🤖 AI Summary
Existing vision prompt tuning methods, which rely on continuous dense prompts, are prone to overfitting irrelevant details and sensitive to input noise, making it challenging to balance accuracy and robustness. This work proposes Spike-NVPT, the first approach to incorporate biologically inspired spiking neuron mechanisms into visual prompt learning. By leveraging Integrate-and-Fire units, the method accumulates task-relevant signals over time while filtering out transient noise, subsequently discretizing the filtered output into sparse binary prompts. Notably, Spike-NVPT incurs no additional computational overhead during inference and achieves competitive accuracy on clean data while improving noise robustness by up to 11.2%.
📝 Abstract
Pre-trained vision models have found widespread application across diverse domains. Prompt tuning-based methods have emerged as a parameter-efficient paradigm for adapting pre-trained vision models.

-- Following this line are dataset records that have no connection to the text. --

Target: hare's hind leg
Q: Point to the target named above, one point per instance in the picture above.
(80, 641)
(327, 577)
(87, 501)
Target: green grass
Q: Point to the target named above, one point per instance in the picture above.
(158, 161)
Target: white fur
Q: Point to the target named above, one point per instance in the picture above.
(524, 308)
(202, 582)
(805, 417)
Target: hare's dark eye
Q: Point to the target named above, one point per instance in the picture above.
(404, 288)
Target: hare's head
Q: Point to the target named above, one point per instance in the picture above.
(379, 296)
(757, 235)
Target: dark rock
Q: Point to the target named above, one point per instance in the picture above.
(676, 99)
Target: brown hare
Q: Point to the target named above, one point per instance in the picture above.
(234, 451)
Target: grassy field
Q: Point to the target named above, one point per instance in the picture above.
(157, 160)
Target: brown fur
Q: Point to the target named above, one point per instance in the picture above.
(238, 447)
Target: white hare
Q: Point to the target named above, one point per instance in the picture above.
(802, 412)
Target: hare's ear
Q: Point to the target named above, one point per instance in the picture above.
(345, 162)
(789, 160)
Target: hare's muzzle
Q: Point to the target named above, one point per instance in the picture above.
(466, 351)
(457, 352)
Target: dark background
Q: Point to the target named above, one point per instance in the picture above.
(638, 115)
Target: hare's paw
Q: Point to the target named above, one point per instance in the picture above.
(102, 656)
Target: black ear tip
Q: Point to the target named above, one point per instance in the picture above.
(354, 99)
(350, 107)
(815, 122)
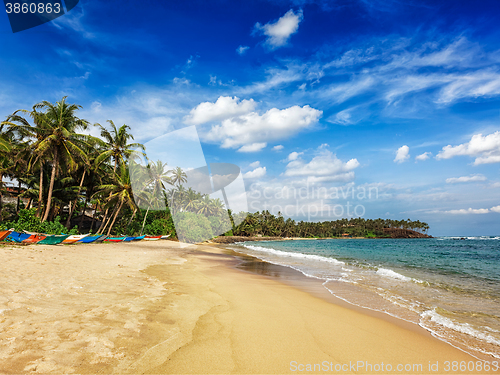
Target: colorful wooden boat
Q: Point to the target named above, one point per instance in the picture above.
(34, 238)
(74, 238)
(114, 239)
(100, 239)
(90, 239)
(152, 238)
(4, 234)
(53, 239)
(138, 238)
(17, 237)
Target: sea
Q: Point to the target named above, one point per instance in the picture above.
(447, 285)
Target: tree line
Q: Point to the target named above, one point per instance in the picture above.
(266, 224)
(64, 171)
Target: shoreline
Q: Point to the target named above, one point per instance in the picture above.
(163, 308)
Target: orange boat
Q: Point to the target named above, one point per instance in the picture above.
(4, 234)
(34, 238)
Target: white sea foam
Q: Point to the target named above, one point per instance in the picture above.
(294, 255)
(390, 273)
(433, 316)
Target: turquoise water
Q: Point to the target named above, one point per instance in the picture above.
(447, 285)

While effective on standard benchmarks, the continuous and dense nature of learned prompts can lead to sensitivity against input noise, as the high-capacity prompts tend to overfit task-irrelevant details. To address this trade-off, we propose Spike-NVPT, a noise-robust visual prompt tuning method. Specifically, we design a Signal Filtering Layer based on spiking neurons, which uses the integrate-and-fire (IF) mechanism to accumulate task-relevant signals over time and filter transient noise fluctuations. A subsequent Spike Discretization Unit converts filtered signals into sparse binary prompts. This discretization acts as a strong regularizer, forcing the model to anchor decision boundaries on the most discriminative and robust features. Notably, the resulting binary prompts remain static during deployment, ensuring zero additional computational overhead during inference. Experimental results demonstrate that Spike-NVPT achieves superior robustness performance, with a maximum improvement of 11.2% over conventional methods, and retains competitive accuracy on clean datasets. To the best of our knowledge, this is the first attempt to leverage spiking neurons for fine-tuning traditional artificial neural network (ANN)-based visual models.